Access to samples will be facilitated through this RFP. To meet the criteria for access to samples, proposals should be in the proof-of-principle or validation stages of development. Submissions must employ an established analytical methodology and include a clear biological rationale for the biomarker and statistical justification for the requested sample numbers.
Proof-of-principle studies should be supported by prior human data justifying that the candidate markers might function as biomarkers that could be used to support clinical trials for Alzheimer’s disease or related dementias.
Validation awards will support the further development of previously identified biomarkers for use in Alzheimer’s disease research.
Proposals must include specific aims and must employ an established analytical methodology, including a clear biological rationale for the biomarker and a plan for how the samples will be used, power analysis, and any statistical details.
Applicants should address how proposed studies would move the biomarker towards the clinic including strategies for regulatory approval and scale-up together with commercialization where appropriate. Proposals should consider compatibility with existing sampling infrastructure, scalability, and intellectual property position. Where available, target biomarkers in peripheral fluids should be compared to quantitative measurements using PET and/or CSF, and outcomes beyond cognition alone.
The ADDF will work to connect highly reviewed proposals with the relevant organization, but the final decision on granting access will rest with each organization.
For interested investigators, please refer to the Diagnostics Accelerator Biobank Sharing RFP.
Proposals requesting funds and samples should apply through the Diagnostics Accelerator Peripheral Biomarker Program and see here for instructions on how to submit a proposal.
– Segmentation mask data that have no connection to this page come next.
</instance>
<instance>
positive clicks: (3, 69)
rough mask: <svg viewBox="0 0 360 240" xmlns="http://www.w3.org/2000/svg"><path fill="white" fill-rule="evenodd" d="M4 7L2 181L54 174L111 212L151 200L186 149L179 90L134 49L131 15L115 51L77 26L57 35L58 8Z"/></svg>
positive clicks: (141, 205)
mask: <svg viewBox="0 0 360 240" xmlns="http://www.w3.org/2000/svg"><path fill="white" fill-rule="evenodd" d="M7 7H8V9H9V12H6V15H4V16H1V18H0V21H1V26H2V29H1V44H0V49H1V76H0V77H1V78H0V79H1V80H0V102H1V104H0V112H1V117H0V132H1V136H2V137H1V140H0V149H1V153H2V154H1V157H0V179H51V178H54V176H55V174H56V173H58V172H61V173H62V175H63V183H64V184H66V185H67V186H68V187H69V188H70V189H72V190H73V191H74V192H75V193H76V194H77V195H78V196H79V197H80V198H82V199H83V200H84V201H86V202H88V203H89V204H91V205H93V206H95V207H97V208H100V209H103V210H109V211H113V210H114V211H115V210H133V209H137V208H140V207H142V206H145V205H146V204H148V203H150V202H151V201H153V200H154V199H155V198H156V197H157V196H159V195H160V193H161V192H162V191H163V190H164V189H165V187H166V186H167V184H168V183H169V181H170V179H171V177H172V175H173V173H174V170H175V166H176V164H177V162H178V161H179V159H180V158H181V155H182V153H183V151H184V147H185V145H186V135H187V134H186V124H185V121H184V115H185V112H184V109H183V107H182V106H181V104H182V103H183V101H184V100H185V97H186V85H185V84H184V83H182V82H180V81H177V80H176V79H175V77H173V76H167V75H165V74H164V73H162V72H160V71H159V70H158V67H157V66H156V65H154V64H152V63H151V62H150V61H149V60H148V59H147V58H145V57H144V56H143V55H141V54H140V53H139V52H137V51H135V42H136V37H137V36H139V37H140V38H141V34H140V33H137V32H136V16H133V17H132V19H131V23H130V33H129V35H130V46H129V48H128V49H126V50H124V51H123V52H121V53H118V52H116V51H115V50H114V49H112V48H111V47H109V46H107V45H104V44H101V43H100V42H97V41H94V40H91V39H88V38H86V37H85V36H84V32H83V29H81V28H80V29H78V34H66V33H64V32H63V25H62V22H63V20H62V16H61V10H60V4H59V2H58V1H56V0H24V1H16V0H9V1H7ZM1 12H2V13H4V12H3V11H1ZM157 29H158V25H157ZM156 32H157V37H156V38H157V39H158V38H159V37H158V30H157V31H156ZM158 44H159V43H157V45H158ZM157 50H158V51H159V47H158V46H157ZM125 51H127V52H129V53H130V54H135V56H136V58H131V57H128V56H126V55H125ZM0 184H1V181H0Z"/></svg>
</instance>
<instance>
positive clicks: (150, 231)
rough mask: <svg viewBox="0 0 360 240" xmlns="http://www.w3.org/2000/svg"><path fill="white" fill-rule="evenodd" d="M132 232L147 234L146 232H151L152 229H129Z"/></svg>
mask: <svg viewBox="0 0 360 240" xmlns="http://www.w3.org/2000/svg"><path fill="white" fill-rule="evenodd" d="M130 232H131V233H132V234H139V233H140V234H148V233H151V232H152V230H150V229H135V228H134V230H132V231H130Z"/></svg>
“Our collaboration with these companies— Eisai, Janssen, Roche and Shionogi—helps bridge a significant gap, giving researchers access to thousands of high-quality biological samples that would otherwise take them a great deal of time and money to secure”
Gold Standard Samples
Some of the sample collections come from completed phase 2 and 3 trials, and prospective cohort studies. All were “gold standard” randomized, double-blind, and placebo-controlled trials that had precise criteria about how samples were collected, and which patients were included. Every specimen was collected under rigorous clinical trial conditions and is well characterized. Researchers will have crucial details about each sample, such as the patient’s age, ethnicity, sex, and cognitive test scores, as well as if the patient was submitted to a tested compound or placebo, under Data Sharing Agreements. The trials included through the new program are:
- EARLY (sponsored by Janssen and Shionogi)
- ABBY, BLAZE and CREAD 1 & 2 (sponsored by Roche)
- MissionAD1 and MissionAD2 (sponsored by Eisai)
In addition to samples from clinical trials, valuable case-control samples are available to qualified applicants:
- BioFINDER Pilot AD Cohort – Prospective cohort of approx. 50 controls and 50 patients with prodromal AD/AD dementia; subject to a non-negotiable MTA with Biobank Sverige.
More detailed information on these samples can be provided upon request, but applicants are required to first define the specific sample requirements and justification for the proposed study.